When we do hydrolysis of amides in basic conditions, we come across a mechanism in which the $$\ce{OH-}$$ ion attacks the carbonyl forming an intermediate as given in the photo:

When the carbonyl gets formed again it ejects off $$\ce{H2N-}$$-that’s what my teacher says. But I have a problem that why this happens, why not the $$\ce{OH-}$$ group leaves off when the carbonyl gets formed again? After all, $$\ce{OH-}$$ is a better leaving group than $$\ce{H2N-}$$.
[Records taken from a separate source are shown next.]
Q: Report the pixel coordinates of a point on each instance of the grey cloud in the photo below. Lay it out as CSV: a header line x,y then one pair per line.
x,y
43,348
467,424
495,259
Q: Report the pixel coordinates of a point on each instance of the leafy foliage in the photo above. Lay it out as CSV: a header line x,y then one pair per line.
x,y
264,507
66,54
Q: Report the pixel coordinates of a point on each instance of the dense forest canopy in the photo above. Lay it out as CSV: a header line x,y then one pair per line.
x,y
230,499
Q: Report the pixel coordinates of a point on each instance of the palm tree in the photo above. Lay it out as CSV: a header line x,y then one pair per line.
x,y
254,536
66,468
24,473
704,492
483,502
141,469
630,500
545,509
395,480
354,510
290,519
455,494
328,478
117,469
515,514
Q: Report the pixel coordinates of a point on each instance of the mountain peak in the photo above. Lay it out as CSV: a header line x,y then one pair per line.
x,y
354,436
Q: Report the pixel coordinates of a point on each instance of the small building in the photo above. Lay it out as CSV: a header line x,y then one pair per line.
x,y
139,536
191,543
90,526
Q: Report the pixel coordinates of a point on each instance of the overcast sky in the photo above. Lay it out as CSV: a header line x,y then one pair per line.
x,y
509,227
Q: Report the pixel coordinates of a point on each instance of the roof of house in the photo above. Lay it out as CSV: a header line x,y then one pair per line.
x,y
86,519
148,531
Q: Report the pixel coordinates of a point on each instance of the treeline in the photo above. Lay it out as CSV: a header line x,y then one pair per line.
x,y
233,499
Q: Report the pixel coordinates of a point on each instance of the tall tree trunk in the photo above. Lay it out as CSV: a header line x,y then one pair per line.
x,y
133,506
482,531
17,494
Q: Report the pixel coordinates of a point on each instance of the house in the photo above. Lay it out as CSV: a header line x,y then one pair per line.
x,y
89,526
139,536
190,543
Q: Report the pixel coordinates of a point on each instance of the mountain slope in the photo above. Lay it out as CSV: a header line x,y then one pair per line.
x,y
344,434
• chem.libretexts.org/Bookshelves/Organic_Chemistry/…. Does this help? – Safdar Faisal Jul 17 '20 at 11:52
• You are generally correct that NH2- is a worse leaving group the HO-. It is, however, not so bad that it never happens, which is why basic hydrolysis of amides is not a great reaction requiring forcing conditions and long reaction times. What makes it viable is that H2N- immediately grabs a proton from solvent and the NH3 boils out of the reaction mixture (see LeChateliers Principle). – Waylander Jul 17 '20 at 13:02
• The hydroxide leaves all the time in a non-productive reaction. But eventually, you'll get the amide to leave. This is why basic hydrolysis of amides frequently requires heating to speed up the reaction. – Zhe Jul 17 '20 at 13:04
• The reversible steps are also driven to completion by the deprotonation of the carboxylic acid that is formed after the loss of -NH2. – user55119 Jul 17 '20 at 15:50

You can imagine following situation in this hydrolysis:

$$\ce{R-C(=O)NH2 + OH- <=>[k_1][k_2] R-C(NH2)(OH)O- \\->[k_3] R-C(=O)OH + H2N- ->[k_4] R-C(=O)O- + NH3}$$

Keep in mind that:

$$\ce{R-C(=O)NH2 + OH- ->[k_1] R-C(NH2)(OH)O- }$$ $$\ce{R-C(NH2)(OH)O- ->[k_2] R-C(=O)NH2 + OH-}$$

• In this reaction, $$k_1 \gt k_2$$ because of LeChateliers principle since $$[\ce{OH-}]$$ is in excess thus forward reaction is in favor.
• Also, $$k_2 \gt k_3$$ because of the reason given by OP ($$\ce{OH-}$$ is better leaving group than $$\ce{H2N-}$$).
• Since acid-base reaction is much faster than any other reaction, we can conclude that $$k_4 \gt \gt k_3$$.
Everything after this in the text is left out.